Riduzione degli attriti fra gli elementi della testa femorale e dell’acetabolo in ceramica;

Minore incisione e, di conseguenza, cicatrici meno evidenti;

Minori rischi di lussazione ed infezioni.

Nel 95% dei casi, l’intervento ha successo: i pazienti potranno recuperare una vita normale e riprendere a praticare determinati sport (non tutti).

La protesi anca mini invasiva dura, mediamente, 20-25 anni, ma potrebbe durare anche oltre 30 anni.

Protesi anca: tempi di recupero post-operatorio e riabilitazione

Cosa succede subito dopo l’intervento?

Nelle prime ore successive all’operazione (al massimo, il giorno seguente), l’articolazione viene mobilizzata (attivamente o passivamente) per riattivare subito la muscolatura e ridurre il dolore.

I tempi di degenza e riabilitazione sono dimezzati grazie al protocollo Fast Track.

In genere, i tempi di ospedalizzazione si riducono a 3 giorni: a questi si aggiungono altri 7-10 giorni per la riabilitazione. In questa fase, la Fisioterapia è determinante per il corretto e completo recupero della funzionalità articolare.

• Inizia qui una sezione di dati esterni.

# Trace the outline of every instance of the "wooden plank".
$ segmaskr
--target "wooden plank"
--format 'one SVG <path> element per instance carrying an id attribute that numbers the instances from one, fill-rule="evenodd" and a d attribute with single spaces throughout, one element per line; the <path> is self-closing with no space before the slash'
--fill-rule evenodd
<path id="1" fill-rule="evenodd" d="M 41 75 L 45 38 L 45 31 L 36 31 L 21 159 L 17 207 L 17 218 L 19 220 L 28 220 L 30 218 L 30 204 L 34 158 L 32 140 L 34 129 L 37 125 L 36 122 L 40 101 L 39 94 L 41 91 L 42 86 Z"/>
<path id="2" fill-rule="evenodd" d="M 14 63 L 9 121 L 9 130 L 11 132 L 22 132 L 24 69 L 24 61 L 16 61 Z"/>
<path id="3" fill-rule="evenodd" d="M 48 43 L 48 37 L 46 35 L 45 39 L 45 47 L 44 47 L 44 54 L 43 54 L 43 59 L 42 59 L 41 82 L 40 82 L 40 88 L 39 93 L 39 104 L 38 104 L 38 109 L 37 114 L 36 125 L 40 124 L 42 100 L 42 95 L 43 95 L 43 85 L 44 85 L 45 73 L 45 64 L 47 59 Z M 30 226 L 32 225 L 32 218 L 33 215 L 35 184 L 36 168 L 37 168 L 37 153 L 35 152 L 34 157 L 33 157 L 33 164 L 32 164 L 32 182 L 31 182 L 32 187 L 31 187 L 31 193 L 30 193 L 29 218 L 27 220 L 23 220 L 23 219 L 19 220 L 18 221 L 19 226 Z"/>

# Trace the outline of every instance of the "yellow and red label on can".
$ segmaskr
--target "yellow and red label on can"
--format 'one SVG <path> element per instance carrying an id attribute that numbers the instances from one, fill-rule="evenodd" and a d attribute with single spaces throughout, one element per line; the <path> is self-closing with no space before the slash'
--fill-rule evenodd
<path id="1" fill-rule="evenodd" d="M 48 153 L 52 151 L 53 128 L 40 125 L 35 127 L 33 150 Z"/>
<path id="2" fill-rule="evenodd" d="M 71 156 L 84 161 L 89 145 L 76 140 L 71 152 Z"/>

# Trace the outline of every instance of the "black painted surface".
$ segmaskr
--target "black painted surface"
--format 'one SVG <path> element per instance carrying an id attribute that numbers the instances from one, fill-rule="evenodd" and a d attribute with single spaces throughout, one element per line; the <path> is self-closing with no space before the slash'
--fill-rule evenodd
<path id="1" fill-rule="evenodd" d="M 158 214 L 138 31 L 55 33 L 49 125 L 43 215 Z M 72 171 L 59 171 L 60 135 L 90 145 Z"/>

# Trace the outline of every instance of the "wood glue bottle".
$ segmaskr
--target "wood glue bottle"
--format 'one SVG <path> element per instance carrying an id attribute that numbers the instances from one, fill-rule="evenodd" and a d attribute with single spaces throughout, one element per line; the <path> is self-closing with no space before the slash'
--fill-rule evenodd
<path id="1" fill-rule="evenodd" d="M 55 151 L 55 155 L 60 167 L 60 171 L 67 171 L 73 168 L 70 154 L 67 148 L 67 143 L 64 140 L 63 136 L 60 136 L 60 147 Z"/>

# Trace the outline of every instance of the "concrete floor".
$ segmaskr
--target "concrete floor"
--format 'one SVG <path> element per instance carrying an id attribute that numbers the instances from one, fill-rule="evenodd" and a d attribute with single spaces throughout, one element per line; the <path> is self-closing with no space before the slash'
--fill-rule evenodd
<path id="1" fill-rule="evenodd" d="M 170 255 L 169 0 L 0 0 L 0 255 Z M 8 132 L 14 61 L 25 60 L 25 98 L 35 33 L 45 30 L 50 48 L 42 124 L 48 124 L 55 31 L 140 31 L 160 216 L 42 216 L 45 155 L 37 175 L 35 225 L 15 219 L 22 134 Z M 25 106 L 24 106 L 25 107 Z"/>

Nel complesso, il paziente riprende le normali attività quotidiane dopo 2-4 settimane.

Protesi d’anca: la tecnica di ‘navigazione’ Femur First

I chirurghi ortopedici esperti di tecnica mini invasiva si affidano al metodo Femur First.

In inglese, ‘femur first’ si traduce in “il femore, innanzitutto”: prima si lavora sul femore, poi sull’acetabolo per preparare un intervento più mirato allo scopo di ridurre il più possibile il rischio di usura e lussazione.

E’ una tecnica di ‘navigazione’ che permette di lavorare con la massima precisione ed accuratezza per l’orientamento delle componenti protesiche. La ‘precisione’ è riferita all’angolo di lavoro (tra porzione femorale e acetabolare) al fine di rendere la protesi anca più anatomica.

In tal modo, lo specialista può calcolare con maggior precisione la lunghezza finale dell’arto.

I vantaggi della tecnica Femur First sono due:

Riduce ulteriormente le dimensioni della protesi;

In termini di lunghezza, le due gambe risulteranno praticamente identiche.